C’è, nel racconto di Scurati, il ripartire del fascismo da Milano, da Piazza San Sepolcro in cui era nato; il ritorno dei primi squadristi, che durante il regime si erano, o erano stati, eclissati; il riemergere delle istanze sociali abbandonate nel ventennio. È come se tutto provasse a ripetersi, ma in modo più stanco, con protagonisti invecchiati e incattiviti, con il sospetto che si tratti ormai di una tragica farsa, come lo stesso Mussolini confessa in qualche sua lettera. Mussolini non è più l’abile burattinaio di un tempo, il fascismo si è scomposto in uno squadrismo privo di controllo, che incorpora i criminali e lascia loro mano libera.

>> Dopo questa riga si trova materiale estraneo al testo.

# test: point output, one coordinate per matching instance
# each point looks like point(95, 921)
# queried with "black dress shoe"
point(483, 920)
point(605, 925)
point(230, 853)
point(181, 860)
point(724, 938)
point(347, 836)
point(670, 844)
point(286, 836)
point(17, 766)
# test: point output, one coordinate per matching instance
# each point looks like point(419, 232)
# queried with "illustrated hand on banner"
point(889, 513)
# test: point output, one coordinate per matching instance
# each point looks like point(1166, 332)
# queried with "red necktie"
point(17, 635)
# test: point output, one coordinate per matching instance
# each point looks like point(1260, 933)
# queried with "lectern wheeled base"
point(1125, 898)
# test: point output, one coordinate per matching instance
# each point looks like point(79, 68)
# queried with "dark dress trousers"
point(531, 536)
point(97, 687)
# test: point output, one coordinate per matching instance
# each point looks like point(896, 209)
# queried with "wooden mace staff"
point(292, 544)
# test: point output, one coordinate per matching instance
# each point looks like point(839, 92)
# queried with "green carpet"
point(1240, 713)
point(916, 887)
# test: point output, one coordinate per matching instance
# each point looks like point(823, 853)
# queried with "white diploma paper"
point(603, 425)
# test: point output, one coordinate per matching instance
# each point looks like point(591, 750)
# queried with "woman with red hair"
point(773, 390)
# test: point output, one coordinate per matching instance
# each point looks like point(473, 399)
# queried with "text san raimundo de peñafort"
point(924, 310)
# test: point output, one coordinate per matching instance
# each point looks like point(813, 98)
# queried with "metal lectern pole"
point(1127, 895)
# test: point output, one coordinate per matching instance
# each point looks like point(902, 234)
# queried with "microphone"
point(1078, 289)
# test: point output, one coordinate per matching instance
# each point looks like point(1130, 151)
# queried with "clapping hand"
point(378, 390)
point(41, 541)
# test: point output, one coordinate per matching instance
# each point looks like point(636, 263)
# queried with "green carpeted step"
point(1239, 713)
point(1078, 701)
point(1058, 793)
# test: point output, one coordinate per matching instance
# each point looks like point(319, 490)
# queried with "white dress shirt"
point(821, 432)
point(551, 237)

Alcuni compaiono in queste pagine nella loro complessità psichica, come Franco Colombo che comanda la Legione Muti, ma compaiono anche vittime come Liliana Segre che parte dal binario 21 della stazione di Milano. ù

L’idea è quella dell’affresco che fa comparire intorno a Mussolini, che continua ad occupare il centro, situazioni e personaggi che non esauriscono certo la storia dei mesi più difficili della Storia italiana, ma ne suggeriscono una lettura. Il fascismo inizia di nuovo e finisce di nuovo, ma non per l’ultima volta. Perché nelle ultime due pagine (della storia di M, ma non del libro) Mussolini ormai cadavere a Piazzale Loreto riprende la parola, ripete, il suo “sono come le bestie: sento il tempo che viene”.

E quello che sente è che la sua storia non è finita, che proprio il suo corpo dilaniato e dileggiato dalla folla, gli permetterà di non finire nell’oblio. Paradossalmente quel coraggio di morire da eroe, che gli è mancato, gli viene riconsegnato dalla violenza che ha inculcato nelle persone ma di cui ora appare vittima.

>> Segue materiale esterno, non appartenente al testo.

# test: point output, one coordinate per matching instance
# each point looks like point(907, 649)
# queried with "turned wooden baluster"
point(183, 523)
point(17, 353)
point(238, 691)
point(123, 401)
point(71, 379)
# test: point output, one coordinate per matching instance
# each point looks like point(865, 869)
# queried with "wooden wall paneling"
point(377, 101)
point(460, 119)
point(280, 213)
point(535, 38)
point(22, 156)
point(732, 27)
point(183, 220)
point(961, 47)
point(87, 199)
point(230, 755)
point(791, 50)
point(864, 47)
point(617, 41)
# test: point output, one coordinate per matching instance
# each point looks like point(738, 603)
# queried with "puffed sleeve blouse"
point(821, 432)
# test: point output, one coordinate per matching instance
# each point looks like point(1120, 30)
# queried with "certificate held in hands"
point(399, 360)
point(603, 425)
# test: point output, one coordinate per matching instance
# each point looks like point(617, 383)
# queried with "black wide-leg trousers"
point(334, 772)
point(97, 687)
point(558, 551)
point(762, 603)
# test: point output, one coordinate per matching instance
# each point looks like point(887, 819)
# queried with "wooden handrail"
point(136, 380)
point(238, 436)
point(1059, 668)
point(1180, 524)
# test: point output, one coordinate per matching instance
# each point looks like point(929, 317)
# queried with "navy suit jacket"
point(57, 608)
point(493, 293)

Scurati in queste ultime pagine spiega il senso della sua avventura letteraria lunga più di tremila pagine. Mussolini non finisce con la sua morte, il fascismo rimane come un’ombra presente in tutta la storia successiva, quel cadavere continua ad agire, è una pagina aperta, una minaccia, una possibilità accantonata, non una pagina chiusa.

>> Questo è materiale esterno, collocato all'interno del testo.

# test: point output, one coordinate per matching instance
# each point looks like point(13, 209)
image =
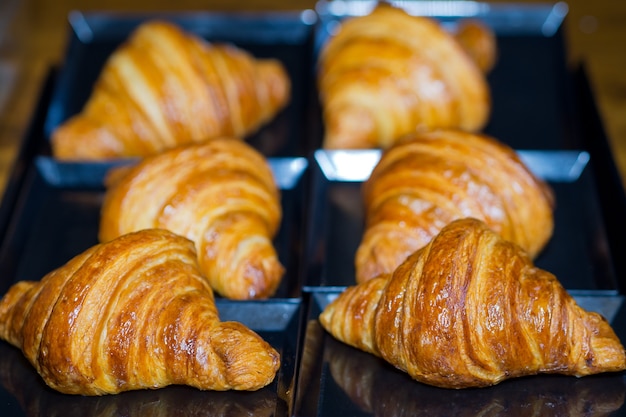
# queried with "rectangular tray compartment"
point(286, 36)
point(338, 380)
point(57, 217)
point(278, 322)
point(576, 253)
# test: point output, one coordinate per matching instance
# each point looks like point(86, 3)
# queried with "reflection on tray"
point(381, 390)
point(357, 165)
point(36, 399)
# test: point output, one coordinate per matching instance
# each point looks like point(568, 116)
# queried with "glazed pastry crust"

E neppure il libro in realtà finisce con la morte di Mussolini, perché questa volta Scurati ha voluto aggiungere, quasi a mo’ di appendice (un centinaio di pagine), una sorta di “libro dei morti”, una galleria di personaggi minori che hanno accompagnato la storia di Mussolini e del fascismo. Brevi biografie che raccontano soprattutto (ma non solo) i diversi volti del fascismo, le sue contraddizioni, la sua intrinseca tragicità.

Personaggi come Bombacci, comunista e fascista, che vorrebbe Lenin e Mussolini a braccetto. O come Leandro Arpinati fascista e antifascista, ucciso per il suo passato mentre combatteva per un futuro diverso. Ma anche il volto violento di Pavolini e Farinacci, quello a suo modo onesto di Vincenzo Costa, quello drammatico di Renzo Ravenna per dodici anni podestà fascista di Ferrara che le leggi razziali rendono improvvisamente un nemico. L’unica viva di questa galleria è Liliana Segre, la vittima prima, la testimone poi, il monito ora.